Analysis: PA’s hesitance to jump at Kerry deal reveals Arab League’s loss of clout

Palestinian leadership displays grassroots mindset that time and world opinion on their side, will eventually wear Israel down.

Palestinian Authority President Mahmoud Abbas. (photo credit: Marc Israel Sellem/The Jerusalem Post)
Palestinian Authority President Mahmoud Abbas.
(photo credit: Marc Israel Sellem/The Jerusalem Post)
The Palestinians’ apparent inability Thursday night to say “yes” to US Secretary of State John Kerry’s efforts to restart Israeli-Palestinian peace talks shows that the Arab League is, in the words of a stereotypical teenager, “so yesterday.”
The well-intentioned Kerry invested a lot of time and effort getting the Arab League on board and behind his initiative. He invited representatives of that body to Washington in April and made much of their willingness to adjust their 2002 peace initiative to include “moderate” land swaps.
Palestinian Authority President Mahmoud Abbas, Kerry gambled, would only move if he had backing, and who better to give that backing than the 22-member Arab League.
But that was yesterday’s thinking, or rather thinking from the last decade.
The “Arab Spring,” and the convulsions shaking the Arab world, have stripped the Arab League of its power and influence.
As The Washington Post editorialized recently, “Mr.
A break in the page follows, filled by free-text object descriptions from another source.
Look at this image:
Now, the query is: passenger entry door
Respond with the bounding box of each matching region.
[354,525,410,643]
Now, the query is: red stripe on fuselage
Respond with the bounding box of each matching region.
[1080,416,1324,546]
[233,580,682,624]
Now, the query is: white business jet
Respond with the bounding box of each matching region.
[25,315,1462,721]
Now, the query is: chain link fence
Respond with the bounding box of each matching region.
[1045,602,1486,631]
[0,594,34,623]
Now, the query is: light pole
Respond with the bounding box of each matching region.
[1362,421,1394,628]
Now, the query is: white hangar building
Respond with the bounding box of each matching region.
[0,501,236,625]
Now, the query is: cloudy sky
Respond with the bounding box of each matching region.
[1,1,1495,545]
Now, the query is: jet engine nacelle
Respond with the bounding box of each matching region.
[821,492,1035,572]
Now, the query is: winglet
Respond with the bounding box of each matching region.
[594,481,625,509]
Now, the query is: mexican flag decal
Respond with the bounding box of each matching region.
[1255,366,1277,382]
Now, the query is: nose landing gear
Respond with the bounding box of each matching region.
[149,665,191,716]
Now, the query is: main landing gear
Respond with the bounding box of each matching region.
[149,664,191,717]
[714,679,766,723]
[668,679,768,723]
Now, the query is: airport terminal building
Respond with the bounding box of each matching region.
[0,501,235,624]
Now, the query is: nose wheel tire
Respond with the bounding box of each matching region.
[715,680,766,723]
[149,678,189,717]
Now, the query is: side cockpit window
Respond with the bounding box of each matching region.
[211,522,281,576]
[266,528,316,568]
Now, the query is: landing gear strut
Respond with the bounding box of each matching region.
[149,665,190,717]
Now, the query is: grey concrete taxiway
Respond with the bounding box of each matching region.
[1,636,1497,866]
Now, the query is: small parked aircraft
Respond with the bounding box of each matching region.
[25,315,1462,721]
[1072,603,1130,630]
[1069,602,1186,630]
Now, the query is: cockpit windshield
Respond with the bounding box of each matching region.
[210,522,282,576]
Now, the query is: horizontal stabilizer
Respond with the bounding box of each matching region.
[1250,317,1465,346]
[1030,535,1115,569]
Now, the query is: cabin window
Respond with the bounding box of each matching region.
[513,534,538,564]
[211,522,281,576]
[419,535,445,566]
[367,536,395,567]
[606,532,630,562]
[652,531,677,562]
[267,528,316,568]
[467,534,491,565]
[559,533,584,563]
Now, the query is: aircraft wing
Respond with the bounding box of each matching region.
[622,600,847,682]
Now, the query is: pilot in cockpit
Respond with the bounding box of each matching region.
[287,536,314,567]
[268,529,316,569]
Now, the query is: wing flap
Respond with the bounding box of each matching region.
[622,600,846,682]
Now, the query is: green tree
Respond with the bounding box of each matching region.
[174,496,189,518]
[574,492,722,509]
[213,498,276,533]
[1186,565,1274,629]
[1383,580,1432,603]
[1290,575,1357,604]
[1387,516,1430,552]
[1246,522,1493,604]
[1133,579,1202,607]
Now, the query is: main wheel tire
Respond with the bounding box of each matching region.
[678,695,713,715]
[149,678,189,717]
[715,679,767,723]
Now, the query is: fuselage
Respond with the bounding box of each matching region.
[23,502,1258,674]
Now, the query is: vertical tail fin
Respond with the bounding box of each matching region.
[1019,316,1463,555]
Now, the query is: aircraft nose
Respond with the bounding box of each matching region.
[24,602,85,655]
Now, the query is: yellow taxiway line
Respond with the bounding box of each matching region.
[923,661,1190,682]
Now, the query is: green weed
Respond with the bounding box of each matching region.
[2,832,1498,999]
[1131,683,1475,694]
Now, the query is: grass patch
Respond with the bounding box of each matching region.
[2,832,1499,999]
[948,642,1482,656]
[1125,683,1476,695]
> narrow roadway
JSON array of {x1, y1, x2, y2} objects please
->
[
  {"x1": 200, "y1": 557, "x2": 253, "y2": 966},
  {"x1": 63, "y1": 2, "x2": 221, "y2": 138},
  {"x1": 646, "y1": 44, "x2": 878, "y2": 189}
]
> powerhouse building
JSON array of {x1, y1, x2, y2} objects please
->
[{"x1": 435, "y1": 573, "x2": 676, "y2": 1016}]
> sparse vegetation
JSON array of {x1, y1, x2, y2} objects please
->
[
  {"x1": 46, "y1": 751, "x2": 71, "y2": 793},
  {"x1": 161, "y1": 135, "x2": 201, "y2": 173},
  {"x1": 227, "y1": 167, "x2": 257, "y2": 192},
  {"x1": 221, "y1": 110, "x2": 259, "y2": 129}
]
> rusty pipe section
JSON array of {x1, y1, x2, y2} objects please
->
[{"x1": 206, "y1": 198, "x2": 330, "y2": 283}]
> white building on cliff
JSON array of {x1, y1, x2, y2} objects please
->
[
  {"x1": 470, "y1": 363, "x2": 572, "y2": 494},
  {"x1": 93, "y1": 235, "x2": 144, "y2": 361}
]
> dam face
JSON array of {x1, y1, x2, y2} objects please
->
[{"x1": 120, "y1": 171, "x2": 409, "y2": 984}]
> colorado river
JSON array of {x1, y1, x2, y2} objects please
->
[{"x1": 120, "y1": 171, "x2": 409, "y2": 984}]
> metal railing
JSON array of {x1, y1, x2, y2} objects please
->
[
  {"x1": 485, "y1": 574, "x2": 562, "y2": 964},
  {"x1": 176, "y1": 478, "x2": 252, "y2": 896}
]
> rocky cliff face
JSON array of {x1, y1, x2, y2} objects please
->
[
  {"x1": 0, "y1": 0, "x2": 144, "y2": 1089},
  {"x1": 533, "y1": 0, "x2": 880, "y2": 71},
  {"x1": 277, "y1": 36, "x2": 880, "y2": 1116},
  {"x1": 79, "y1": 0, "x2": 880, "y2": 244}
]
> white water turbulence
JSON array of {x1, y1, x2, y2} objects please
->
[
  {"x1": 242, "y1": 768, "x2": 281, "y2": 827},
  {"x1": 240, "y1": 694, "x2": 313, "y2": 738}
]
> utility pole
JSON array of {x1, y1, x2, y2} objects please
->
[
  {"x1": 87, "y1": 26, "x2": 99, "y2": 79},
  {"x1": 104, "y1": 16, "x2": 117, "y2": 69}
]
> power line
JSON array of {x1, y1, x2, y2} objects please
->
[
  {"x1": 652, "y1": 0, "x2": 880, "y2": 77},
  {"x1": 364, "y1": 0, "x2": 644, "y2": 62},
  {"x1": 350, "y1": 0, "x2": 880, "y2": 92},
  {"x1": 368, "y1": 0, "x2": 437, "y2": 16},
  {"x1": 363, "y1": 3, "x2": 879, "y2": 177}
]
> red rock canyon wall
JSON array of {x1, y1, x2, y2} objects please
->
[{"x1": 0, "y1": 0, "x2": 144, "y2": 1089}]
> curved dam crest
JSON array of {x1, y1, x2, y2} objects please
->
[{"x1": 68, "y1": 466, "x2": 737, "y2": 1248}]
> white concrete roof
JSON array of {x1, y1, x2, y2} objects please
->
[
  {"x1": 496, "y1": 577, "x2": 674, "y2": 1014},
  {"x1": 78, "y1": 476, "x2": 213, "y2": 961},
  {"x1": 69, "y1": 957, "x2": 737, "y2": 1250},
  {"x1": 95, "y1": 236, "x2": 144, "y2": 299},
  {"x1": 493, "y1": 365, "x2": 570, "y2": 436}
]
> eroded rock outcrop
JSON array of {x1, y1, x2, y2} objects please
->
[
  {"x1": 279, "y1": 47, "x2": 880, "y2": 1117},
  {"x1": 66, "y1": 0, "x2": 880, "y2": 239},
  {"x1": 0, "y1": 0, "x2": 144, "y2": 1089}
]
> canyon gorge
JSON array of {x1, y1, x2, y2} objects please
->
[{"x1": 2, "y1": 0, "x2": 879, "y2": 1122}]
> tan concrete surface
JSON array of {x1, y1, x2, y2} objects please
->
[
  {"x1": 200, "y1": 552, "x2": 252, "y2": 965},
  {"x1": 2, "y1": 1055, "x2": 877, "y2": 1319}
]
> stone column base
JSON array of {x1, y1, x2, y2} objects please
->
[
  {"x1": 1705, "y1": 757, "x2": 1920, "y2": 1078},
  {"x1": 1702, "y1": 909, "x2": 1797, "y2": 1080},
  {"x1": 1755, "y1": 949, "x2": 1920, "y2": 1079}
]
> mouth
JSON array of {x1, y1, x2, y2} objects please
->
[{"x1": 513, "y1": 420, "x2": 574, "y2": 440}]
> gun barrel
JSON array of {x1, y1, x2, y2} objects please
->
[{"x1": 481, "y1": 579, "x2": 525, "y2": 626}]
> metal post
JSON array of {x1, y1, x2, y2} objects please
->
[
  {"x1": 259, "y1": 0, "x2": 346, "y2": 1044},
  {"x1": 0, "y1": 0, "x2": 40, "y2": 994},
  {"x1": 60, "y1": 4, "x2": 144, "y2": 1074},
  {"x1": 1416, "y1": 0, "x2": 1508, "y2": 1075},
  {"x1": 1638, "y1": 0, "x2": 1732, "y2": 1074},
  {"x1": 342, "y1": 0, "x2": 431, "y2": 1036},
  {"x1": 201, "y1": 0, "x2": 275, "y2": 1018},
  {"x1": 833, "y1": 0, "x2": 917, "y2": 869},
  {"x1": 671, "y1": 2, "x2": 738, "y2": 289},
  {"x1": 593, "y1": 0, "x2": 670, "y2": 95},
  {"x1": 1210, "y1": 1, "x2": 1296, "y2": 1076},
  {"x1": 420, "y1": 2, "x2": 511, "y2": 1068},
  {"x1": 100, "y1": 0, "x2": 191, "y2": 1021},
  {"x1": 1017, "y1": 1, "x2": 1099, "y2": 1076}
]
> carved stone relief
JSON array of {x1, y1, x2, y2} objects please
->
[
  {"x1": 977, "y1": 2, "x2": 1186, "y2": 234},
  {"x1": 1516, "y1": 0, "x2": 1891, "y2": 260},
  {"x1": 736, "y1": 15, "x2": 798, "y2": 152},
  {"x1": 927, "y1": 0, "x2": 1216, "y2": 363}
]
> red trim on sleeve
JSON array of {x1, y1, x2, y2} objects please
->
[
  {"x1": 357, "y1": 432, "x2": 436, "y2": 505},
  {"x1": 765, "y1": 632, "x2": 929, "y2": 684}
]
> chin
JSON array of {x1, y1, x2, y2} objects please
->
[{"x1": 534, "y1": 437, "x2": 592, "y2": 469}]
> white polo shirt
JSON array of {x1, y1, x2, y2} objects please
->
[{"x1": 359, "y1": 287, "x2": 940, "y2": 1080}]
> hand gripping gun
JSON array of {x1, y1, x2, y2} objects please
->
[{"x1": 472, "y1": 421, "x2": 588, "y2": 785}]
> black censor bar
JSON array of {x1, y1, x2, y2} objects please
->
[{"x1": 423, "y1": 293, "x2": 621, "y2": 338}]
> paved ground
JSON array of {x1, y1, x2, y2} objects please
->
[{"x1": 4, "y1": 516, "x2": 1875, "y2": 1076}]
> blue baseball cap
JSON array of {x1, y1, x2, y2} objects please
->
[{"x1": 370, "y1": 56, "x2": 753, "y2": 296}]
Kerry banks on the support of Arab states, but two of Israel’s Arab neighbors have no functioning government, while the other two – Jordan and Lebanon – have been all but overwhelmed by the spillover of refugees and fighting from Syria.”
One of the key by-products of the Arab Spring was the loss of all authority in the Arab world.
Once Egypt was a spring of legitimacy, a source of authority.
No more. Now there is no source of legitimacy.
On Wednesday, the Arab League representatives gave full-throated backing to Kerry’s efforts.
“The Arab delegates believe Kerry’s ideas proposed to the committee today constitute a good ground and suitable environment for restarting the negotiations, especially the new and important political, economic and security elements,” they said in a statement from Amman.
With this green light, many assumed, the road was paved for Abbas to give a resounding yes. But those who assumed that the Palestinians would jump on Kerry’s offer once the Arab League gave its blessing misread the mood on the Palestinian street.
There, where the Arab League has disappointed time and time again, not a whole lot of stock is placed in what the foreign ministers of countries that have not delivered for them really think.
The PLO’s failure to grasp the Kerry offer is the Palestinian leadership responding to its grassroots, and the message filtering up from the grassroots is that time is on their side, more can be extracted from Israel and why enter into negotiations with a man they genuinely dislike and do not trust: Prime Minister Binyamin Netanyahu.
Kerry thought that the Arab League backing would impress the Palestinians. But this backing from countries on the ropes like Egypt, Syria, Iraq, Libya, Tunisia and Yemen impressed no one. It simply does not matter.
The Palestinians will do what they want, and what they want is to continue their struggle because of a sense that time and world opinion – as evidenced by the current brouhaha over the new EU settlement guidelines – is on their side and will eventually wear Israel down until it gives them what they want.
Kerry put his money on the Arab League, but that horse is no longer a determining factor in this race.